Scrape Google Lens with Python
This blog post is a step-by-step tutorial to scraping Google Lens using Python.
What will be scraped
Using Google Lens API from SerpApi
If you don't need an explanation, have a look at the full code example in the online IDE.
from serpapi import GoogleSearch
import json
params = {
'api_key': '...',
'engine': 'google_lens',
'url': 'https://user-images.githubusercontent.com/81998012/210290011-c175603d-f319-4620-b886-1eaad5c94d84.jpg',
'hl': 'en',
}
search = GoogleSearch(params) # data extraction on the SerpApi backend
google_lens_results = search.get_dict() # JSON -> Python dict
del google_lens_results['search_metadata']
del google_lens_results['search_parameters']
print(json.dumps(google_lens_results, indent=2, ensure_ascii=False))
Why using API?
There're a couple of reasons that may use API, ours in particular:
- No need to create a parser from scratch and maintain it.
- Bypass blocks from Google: solve CAPTCHA or solve IP blocks.
- Pay for proxies, and CAPTCHA solvers.
- Don't need to use browser automation.
SerpApi handles everything on the backend with fast response times under ~4.3 seconds per request and without browser automation, which becomes much faster.

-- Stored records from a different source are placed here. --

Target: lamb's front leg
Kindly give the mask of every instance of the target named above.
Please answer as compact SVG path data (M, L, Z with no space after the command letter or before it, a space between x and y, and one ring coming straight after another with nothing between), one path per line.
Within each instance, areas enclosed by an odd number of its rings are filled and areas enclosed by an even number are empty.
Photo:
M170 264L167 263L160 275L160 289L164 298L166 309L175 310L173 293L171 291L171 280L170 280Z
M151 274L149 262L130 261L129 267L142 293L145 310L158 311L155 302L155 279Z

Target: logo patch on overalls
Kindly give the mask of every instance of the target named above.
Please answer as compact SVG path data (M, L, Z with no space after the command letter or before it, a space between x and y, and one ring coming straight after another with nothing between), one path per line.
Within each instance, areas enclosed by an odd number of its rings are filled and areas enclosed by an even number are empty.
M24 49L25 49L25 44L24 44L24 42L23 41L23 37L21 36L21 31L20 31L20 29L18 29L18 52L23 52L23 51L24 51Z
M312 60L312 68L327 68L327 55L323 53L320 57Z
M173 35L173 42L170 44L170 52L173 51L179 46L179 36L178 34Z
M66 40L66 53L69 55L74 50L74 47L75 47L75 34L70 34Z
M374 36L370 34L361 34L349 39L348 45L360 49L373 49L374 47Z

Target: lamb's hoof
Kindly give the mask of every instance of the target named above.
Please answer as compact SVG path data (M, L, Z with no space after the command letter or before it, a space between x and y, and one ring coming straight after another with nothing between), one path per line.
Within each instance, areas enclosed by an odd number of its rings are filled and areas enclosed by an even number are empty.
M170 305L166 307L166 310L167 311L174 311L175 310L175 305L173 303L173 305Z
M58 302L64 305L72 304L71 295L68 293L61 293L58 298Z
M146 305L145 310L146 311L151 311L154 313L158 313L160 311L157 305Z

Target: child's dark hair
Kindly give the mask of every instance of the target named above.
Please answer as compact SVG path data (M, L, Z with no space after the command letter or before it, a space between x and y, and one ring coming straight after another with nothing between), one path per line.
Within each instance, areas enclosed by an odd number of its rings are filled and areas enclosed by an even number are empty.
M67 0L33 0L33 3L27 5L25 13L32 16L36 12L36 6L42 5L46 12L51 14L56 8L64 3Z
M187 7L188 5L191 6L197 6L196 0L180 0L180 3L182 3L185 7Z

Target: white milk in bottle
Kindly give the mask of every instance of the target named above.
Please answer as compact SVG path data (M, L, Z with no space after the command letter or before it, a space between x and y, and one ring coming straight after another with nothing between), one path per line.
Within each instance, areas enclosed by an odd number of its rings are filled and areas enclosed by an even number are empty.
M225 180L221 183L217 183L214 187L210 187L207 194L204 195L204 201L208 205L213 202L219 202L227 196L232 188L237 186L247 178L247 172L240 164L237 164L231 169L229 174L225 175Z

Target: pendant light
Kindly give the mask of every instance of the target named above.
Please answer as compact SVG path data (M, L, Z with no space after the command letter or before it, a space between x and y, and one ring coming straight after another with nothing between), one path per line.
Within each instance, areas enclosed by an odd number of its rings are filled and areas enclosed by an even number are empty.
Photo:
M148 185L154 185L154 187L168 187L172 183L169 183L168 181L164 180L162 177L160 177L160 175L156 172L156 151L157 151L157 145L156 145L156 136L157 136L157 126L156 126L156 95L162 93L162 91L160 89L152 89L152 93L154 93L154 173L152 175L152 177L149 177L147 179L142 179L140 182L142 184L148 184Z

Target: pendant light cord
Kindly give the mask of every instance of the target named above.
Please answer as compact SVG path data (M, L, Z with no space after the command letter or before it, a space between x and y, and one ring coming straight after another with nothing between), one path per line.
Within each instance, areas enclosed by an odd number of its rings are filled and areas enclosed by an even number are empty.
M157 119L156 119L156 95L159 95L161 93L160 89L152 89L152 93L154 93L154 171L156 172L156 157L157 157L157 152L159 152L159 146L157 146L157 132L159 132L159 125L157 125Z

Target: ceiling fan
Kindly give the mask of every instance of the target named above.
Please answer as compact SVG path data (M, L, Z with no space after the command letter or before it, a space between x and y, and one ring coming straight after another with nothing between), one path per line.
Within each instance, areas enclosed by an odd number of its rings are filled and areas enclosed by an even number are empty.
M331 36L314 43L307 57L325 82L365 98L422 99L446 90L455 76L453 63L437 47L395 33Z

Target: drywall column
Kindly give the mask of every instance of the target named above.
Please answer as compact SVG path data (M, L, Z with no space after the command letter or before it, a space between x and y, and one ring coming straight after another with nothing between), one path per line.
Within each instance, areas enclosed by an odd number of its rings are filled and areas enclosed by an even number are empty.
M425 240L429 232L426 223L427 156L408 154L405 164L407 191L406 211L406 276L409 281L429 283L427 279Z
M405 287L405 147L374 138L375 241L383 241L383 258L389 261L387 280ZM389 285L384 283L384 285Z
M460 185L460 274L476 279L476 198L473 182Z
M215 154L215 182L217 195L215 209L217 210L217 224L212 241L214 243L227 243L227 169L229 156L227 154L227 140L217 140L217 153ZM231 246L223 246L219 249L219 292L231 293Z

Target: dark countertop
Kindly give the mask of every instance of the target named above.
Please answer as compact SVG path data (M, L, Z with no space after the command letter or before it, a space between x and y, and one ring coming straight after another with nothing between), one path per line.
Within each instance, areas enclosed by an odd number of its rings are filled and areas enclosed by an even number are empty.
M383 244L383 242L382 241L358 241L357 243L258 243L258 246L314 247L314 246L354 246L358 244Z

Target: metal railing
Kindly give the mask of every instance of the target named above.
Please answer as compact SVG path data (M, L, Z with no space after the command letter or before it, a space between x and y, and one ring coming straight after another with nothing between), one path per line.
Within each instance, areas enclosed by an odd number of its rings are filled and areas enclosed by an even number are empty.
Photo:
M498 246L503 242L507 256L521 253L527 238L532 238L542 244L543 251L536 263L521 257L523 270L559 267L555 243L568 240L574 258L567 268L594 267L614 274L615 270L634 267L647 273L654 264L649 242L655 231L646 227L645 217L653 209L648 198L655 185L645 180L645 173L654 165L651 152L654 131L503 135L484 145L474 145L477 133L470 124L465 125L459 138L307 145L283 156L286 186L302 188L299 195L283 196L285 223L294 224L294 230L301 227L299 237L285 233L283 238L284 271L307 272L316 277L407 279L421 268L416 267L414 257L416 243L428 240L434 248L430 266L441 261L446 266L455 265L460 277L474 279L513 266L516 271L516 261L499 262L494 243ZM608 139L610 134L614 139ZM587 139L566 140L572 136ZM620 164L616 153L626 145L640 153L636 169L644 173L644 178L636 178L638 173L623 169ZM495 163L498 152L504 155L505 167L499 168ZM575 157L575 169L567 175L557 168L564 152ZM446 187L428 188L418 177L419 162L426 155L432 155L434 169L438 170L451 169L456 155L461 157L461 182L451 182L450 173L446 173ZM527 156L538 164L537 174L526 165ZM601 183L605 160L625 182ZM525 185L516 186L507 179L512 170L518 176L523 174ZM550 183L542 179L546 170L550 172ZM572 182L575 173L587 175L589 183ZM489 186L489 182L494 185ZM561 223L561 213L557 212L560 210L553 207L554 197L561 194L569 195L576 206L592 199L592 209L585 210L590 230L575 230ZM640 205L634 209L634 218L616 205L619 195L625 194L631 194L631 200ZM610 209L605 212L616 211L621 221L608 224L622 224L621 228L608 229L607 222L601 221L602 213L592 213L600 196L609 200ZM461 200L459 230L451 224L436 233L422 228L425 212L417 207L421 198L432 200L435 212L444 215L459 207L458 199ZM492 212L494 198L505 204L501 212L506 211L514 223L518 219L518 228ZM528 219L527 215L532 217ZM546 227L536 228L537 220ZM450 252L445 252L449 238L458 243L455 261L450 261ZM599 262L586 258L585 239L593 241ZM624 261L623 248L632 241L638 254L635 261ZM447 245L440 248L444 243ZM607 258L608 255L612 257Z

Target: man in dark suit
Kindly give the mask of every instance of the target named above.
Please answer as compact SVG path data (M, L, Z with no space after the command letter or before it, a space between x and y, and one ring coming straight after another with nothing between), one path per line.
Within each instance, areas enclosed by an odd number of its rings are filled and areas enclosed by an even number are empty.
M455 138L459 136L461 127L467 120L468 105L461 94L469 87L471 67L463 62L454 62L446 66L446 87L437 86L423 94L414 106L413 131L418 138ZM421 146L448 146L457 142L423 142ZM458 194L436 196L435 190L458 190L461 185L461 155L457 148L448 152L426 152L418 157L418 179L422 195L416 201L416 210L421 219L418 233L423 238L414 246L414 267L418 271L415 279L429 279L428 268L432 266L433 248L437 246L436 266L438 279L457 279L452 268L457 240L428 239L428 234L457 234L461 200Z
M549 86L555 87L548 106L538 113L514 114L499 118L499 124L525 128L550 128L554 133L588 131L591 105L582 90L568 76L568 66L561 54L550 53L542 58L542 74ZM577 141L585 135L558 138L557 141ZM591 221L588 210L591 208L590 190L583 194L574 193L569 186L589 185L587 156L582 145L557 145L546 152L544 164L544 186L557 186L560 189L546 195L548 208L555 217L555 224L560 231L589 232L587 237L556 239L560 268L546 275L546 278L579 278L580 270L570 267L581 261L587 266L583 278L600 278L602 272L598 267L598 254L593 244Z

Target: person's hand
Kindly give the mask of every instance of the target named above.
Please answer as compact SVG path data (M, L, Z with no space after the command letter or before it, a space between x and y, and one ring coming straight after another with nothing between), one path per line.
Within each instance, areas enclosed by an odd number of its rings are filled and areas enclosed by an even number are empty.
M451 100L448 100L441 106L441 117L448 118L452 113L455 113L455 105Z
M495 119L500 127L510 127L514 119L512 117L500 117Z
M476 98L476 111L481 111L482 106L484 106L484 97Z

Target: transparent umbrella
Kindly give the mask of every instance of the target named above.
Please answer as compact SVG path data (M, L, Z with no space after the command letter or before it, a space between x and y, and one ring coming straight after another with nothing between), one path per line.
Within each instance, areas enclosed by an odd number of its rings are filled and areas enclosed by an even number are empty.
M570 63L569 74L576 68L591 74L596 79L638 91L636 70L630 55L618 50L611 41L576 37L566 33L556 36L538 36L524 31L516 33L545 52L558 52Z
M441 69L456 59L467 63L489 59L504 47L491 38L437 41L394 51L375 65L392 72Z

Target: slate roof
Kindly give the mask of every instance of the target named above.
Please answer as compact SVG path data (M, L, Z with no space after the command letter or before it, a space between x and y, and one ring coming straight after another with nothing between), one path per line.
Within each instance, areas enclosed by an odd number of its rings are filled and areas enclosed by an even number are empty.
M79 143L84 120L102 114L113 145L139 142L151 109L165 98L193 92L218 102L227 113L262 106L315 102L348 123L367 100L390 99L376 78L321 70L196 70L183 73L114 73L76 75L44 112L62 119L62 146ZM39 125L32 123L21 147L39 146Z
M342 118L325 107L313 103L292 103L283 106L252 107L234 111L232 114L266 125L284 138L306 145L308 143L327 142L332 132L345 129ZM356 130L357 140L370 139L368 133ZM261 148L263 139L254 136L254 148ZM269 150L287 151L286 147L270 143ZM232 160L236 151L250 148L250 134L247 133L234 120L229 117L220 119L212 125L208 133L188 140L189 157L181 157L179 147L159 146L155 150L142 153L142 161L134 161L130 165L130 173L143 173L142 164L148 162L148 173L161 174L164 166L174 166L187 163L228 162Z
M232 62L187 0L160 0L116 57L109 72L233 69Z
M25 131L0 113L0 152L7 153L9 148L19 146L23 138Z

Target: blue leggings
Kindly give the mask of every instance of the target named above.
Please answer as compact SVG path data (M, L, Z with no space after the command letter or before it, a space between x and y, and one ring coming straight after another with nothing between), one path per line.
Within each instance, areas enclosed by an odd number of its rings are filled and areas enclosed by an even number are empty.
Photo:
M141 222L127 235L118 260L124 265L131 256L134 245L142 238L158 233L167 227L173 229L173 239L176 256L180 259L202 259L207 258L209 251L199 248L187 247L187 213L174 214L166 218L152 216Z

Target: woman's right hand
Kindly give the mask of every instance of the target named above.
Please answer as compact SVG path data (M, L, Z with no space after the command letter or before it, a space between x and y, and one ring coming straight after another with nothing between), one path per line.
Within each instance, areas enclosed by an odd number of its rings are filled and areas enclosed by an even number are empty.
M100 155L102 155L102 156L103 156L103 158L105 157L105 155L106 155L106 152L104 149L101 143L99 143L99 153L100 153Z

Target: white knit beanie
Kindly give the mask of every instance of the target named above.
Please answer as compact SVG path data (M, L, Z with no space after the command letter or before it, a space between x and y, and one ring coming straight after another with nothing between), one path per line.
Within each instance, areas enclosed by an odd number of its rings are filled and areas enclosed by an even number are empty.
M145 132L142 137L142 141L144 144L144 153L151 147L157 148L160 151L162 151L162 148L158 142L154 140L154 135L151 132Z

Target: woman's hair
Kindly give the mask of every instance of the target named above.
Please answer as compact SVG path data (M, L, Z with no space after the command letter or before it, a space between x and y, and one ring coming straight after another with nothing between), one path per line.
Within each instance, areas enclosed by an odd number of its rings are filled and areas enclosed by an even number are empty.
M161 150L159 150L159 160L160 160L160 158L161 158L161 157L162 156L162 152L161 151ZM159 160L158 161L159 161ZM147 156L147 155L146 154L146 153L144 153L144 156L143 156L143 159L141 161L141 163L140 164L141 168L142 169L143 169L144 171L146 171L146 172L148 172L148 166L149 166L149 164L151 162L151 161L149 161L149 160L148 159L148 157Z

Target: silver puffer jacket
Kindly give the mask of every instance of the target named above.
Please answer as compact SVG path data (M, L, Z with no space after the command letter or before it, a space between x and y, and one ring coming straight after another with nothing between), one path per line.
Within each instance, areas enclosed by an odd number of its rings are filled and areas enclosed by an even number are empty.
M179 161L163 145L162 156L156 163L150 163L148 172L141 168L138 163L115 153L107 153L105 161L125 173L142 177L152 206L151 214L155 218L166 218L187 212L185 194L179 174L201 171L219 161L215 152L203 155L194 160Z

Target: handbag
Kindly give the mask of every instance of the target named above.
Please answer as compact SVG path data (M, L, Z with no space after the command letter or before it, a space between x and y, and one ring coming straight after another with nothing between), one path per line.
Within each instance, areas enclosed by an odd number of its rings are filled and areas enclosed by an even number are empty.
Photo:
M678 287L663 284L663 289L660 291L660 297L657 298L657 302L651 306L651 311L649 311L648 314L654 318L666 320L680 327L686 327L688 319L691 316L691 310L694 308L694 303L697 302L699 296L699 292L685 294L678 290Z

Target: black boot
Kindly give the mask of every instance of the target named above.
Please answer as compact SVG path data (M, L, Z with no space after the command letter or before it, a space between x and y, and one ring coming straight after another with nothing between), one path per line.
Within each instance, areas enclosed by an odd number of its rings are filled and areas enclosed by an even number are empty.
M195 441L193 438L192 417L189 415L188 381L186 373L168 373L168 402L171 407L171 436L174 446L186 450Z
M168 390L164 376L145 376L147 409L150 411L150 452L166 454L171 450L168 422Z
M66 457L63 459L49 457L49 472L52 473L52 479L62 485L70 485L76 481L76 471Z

Response times and status rates are shown under SerpApi Status page:
Head to the Google Lens playground for a live and interactive demo.
Preparation
Install library:
pip install google-search-results
google-search-results
is a SerpApi API package.
Code Explanation
Import libraries:
from serpapi import GoogleSearch
import json
Library | Purpose |
GoogleSearch | to scrape and parse Google results using SerpApi web scraping library. |
json | to convert extracted data to a JSON object. |
The parameters are defined for generating the URL. If you want to pass other parameters to the URL, you can do so using the params
dictionary:
params = {
'api_key': '...',
'engine': 'google_lens',
'url': 'https://user-images.githubusercontent.com/81998012/210290011-c175603d-f319-4620-b886-1eaad5c94d84.jpg',
'hl': 'en',
}
Parameters | Explanation |
api_key | Parameter defines the SerpApi private key to use. You can find it under your account -> API key. |
engine | Set parameter to google_lens to use the Google Lens API engine. |
url | Parameter defines the URL of an image to perform the Google Lens search. |
hl | Parameter defines the language to use for the Google Lens search. It's a two-letter language code. Head to the Google languages page for a full list of supported Google languages. |
๐Note: You can also add other API Parameters.
Then, we create a search
object where the data is retrieved from the SerpApi backend. In the google_lens_results
dictionary we get data from JSON:
search = GoogleSearch(params) # data extraction on the SerpApi backend
google_lens_results = search.get_dict() # JSON -> Python dict
The google_lens_results
dictionary, in addition to the necessary data, contains information about the request. The request information is not needed, so we remove the corresponding keys using the del
statement:
del google_lens_results['search_metadata']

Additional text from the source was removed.